PALERMO – Non è morto a Palermo, ma a Milano che era diventata la sua seconda casa. L’esecuzione della pena era stata sospesa. Già l’anno scorso i giudici lo avevano trasferito in un centro medico a Bologna dopo un violento ictus. Gaetano Fidanzati, 78 anni, lungo l’asse Milano -Palermo del resto ha costruito la sua carriera criminale e la sua fortuna illecita. Uomo del narcotraffico negli anni Settanta, capomafia dell’Arenella, tra i primi a capire che in terra meneghina si potevano fare soldi a palate. In carcere l’ultima volta c’era finito a dicembre 2009. Nello stesso giorno in cui a Palermo mettevano le manette ai polsi di Gianni Nicchi, Fidanzati veniva fermato a Milano.
Sulla sua testa pendeva una nuova, l’ennesima, richiesta di arresto. Era nella centrale via Marghera, strada dello shopping. Agli uomini della Squadra mobile milanese disse di essere Augusto Ciano. Quando capì di non avere più scampo, dietro i suoi occhiali scuri, a goccia, chiese una sigaretta ai poliziotti. Anche loro stavano facendo shopping. Liberi dal servizio, ma quella faccia, la faccia d Fidanzati, non poteva non essere notata da chi gli dava la caccia da tempo. In carcere c’era finito, una delle prime volte, al tempo del maxi processo a Cosa nostra. Terminata di scontare una lunga pena – nel frattempo gli erano piovute addosso altre condanne per droga – era tornato libero nel 2007 e si era ripreso il posto che meritava.

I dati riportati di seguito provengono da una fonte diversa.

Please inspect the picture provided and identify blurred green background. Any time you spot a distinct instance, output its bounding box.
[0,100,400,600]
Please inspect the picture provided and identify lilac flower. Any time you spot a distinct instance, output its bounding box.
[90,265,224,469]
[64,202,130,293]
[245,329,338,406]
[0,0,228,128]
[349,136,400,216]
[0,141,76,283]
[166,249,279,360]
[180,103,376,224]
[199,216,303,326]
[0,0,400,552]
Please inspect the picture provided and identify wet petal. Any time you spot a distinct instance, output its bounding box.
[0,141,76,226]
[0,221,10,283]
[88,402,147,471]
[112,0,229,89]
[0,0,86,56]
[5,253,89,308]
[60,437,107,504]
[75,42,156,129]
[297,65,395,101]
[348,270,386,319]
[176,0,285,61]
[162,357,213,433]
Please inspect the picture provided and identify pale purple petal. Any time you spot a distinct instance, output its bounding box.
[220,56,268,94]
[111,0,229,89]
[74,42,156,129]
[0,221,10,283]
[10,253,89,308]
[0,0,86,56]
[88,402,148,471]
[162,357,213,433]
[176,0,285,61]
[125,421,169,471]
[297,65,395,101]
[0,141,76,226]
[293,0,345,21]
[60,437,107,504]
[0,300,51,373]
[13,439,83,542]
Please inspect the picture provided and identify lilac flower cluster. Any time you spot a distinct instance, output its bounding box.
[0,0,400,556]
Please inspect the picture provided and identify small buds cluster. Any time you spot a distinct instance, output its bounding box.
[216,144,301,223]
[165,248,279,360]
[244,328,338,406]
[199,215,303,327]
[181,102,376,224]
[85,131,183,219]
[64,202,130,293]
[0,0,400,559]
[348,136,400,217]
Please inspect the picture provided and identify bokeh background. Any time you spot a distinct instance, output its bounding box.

Prima al vertice della famiglia dell’Acquasanta e poi dell’intero mandamento. Era la consacrazione per il boss originariamente affiliato alla cosca di Bolognetta di cui resteranno piene zeppe le informative degli investigatori di mezzo mondo. Informative che ricostruivano i grandi narcotraffici internazionali di droga. Fidanzati vendeva eroina ai sudamericana in cambio di cocaina che spacciava tra Palermo e la Milano da bere.
Dopo la condanna al maxi processo lo arrestarono in Argentina dove Giovanni Falcone era volato per interrogarlo. Bocca cucita. Solo poche parole per dichiararsi prigioniero politico. Nel 2008 nella mafia che provava a riorganizzarsi c’era ancora una volta il suo zampino. Blitz dei carabinieri Perseo: Fidanzati deteneva il bastone del comando all’Arenella e dintorni. Pochi mesi prima, in quello stesso anno, un commando di cinque persone massacrava a bastonate un tossicodipendente palermitano, Giovanni Bucaro, che aveva picchiato la figlia del capomafia, indicato come il mandante del delitto.
Ma Fidanzati era ormai latitante. Si rifugiò nella sua Milano dove ha investito fiumi di denaro. Lui e i suoi familiari. Come hanno dimostrato anche le recenti indagini che hanno coinvolto i figli di Vittorio Mangano Il capoluogo lombardo è sempre stata la sua seconda casa. Basta ricordare un episodio in bianco e nero per capirlo. Nel 1970 una macchina viene fermata ad in posto di blocco in via Romilli. A bordo ci sono Tommaso Buscetta, Gerlando Alberti, Gaetano Badalamenti e Tanino Fidanzati. Quarant’anni dopo in via Marghera ci sono tre anziani che parlottano. Uno di loro non è un tranquillo signore, ma lui, il boss dell’Arenella. Che all’Arenella è tornato per esservi sepolto.